Different tests have experimented with the effectiveness of various species of probiotics in intestinal permeability, including Lactobacillus rhamnosus GG, Lactobacillus acidophilus, Lactobacillus Plantarum, Bifidobacterium infantis, Bifidobacterium animalis lactis BB-12, and Escherichia coli Nissle 1917 [120] (Table 1). Table 1 details the role of probiotics in major epithelial intestinal modulations and possible mechanisms of actions in the intestinal barrier that eventually can potentially provide health benefits for leaky gut syndrome-related diseases. Comprehending the mechanism of action of the dietary nutrients may assist in delivering knowledge about the potential of the ingredient and how it affects intestinal barrier dysfunctions. Nevertheless, the probiotic application is still limited, and their mechanisms of action are not fully understood.

7.3. Vitamins

For the most part, vitamins A and D play critical functions in regulating gastrointestinal homeostasis [121]. In clinical trials, these vitamins impacted the components of the mucosal barrier, including epithelial integrity, immune system, and gut microbiota. It is suggested that vitamins A and D’s effects on gut microbiota composition are indirect [122]. In animal studies, these vitamins reduce microbial diversity and increase the Proteobacteria phylum [123], which are potentially pathogenic in patients with inflammatory bowel disease (IBD) [124]. In human studies, vitamin A-sufficient children have more diverse microbial communities when compared to vitamin A-deficient children [125]. In the intestinal epithelium, in vitro studies show that vitamin A and vitamin D improve the tight junctions (ZO-1, occludin, and several claudins) [126,127]. Vitamins A and D are necessary for the integrity of the epithelium and gut microbiota and modulate immune responses at different levels. Both vitamins can inhibit T-cell IFN-γ production [128] and inhibit Th17 cells in vitro. In vitro models, these vitamins can generate IL-10 production and FOXP3 protein, which is implicated in immune system reactions [129]. Retinoic acid can stimulate the production of antibacterial peptides such as Reg3β and Reg3γ in enterocytes [130]. These and other results indicate that the theoretically advantageous effects of vitamins A and D may be because of the regulation of different elements of the mucosal barrier. Nevertheless, only a few studies or clinical trials are available in the literature, and more research is encouraged.

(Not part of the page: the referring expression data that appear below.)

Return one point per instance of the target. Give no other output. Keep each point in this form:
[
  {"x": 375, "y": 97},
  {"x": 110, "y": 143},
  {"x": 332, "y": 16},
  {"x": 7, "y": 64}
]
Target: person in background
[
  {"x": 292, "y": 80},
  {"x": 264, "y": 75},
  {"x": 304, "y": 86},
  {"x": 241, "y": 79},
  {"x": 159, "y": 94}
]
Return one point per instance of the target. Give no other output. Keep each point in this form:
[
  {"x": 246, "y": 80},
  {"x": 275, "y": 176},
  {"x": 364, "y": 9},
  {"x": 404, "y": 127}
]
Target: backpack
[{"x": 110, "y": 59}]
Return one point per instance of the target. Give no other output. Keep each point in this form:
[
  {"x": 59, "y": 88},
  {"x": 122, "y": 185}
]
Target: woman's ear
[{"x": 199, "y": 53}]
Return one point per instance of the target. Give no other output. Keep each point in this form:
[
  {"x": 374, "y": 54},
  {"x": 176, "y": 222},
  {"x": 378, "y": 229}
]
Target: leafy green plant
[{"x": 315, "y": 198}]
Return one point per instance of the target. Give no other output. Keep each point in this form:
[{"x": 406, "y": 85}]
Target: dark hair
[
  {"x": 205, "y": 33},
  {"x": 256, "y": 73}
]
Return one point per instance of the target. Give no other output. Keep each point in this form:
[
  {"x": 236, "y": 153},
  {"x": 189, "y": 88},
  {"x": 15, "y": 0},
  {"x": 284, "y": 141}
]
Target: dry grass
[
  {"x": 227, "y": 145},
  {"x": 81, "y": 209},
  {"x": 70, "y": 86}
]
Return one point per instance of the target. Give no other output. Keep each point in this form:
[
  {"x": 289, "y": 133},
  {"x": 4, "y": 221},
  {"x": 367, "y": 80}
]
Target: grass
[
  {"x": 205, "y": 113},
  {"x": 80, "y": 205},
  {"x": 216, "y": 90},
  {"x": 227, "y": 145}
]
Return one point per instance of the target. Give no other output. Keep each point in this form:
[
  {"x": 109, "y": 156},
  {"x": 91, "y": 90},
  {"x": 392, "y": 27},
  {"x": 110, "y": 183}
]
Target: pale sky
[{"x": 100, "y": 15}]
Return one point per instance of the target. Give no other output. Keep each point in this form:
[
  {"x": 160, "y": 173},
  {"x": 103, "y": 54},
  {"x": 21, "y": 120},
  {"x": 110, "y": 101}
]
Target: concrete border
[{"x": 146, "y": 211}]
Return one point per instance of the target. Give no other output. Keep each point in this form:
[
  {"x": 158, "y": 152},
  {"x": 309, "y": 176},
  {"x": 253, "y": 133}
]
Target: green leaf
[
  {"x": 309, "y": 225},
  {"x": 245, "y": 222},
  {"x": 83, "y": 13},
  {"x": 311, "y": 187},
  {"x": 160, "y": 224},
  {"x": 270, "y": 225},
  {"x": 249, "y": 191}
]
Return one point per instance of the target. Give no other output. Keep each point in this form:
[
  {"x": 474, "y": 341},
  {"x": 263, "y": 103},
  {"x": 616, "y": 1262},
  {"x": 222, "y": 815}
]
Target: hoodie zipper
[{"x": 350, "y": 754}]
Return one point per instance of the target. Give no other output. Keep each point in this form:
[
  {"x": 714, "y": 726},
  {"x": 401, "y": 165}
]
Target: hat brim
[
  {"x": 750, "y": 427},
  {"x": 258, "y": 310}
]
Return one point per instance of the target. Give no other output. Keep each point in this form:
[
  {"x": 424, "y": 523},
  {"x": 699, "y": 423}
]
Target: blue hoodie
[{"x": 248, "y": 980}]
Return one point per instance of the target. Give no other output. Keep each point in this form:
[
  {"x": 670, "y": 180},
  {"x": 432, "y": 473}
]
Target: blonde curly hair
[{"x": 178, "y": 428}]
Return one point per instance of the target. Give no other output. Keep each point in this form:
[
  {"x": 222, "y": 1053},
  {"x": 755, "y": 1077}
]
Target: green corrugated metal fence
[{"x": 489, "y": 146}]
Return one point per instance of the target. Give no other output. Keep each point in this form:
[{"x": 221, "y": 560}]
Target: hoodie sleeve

7.4. Fibers and Short-Chain Fatty Acids

Among carbohydrates, dietary fibers (DF) are appropriate for anti-inflammation properties and intestinal barrier regulation. Accordingly, the microbiota ferments DF and produces short-chain fatty acids (SCFAs) such as butyrate, propionate, and acetate. In particular, the beneficial species of Bifidobacterium bacteria and Lactobacilli are related to the production of SCFA and the immunostimulation and inhibitory effects on the growth of harmful bacteria [131]. The SCFA constitutes the primary energy source for the colonocyte’s epithelial cells. Butyrate is the most critical substrate the colonocyte prefers, providing between 60 and 70% of the energy requirements [132]. SCFAs are critical in metabolism, immunity, and intestinal barrier functions. For instance, butyrate can improve paracellular permeability by modulating hypoxia-inducible factor-1 and epithelial tight junction CLDN1 [133]. In addition, butyrate regulates the central element of the colonic mucus layer, goblet-cell-specific mucin MUC2 expression‎ in human goblet cell-like LS174T cells [134]. Regarding its anti-inflammatory properties, SCFAs modulate the chemotaxis of immune cells and release reactive oxygen species (ROS) and cytokines. SCFAs could have a binding regulatory effect on inflammatory diseases by controlling the migration of immune cells towards the site of inflammation and modulating their activity, allowing the rapid elimination of pathogens by activating ROS. The above binding process can contribute to the reduction in damage to the host, which could allow not only its survival but also the production of SCFA by intestinal bacteria [135].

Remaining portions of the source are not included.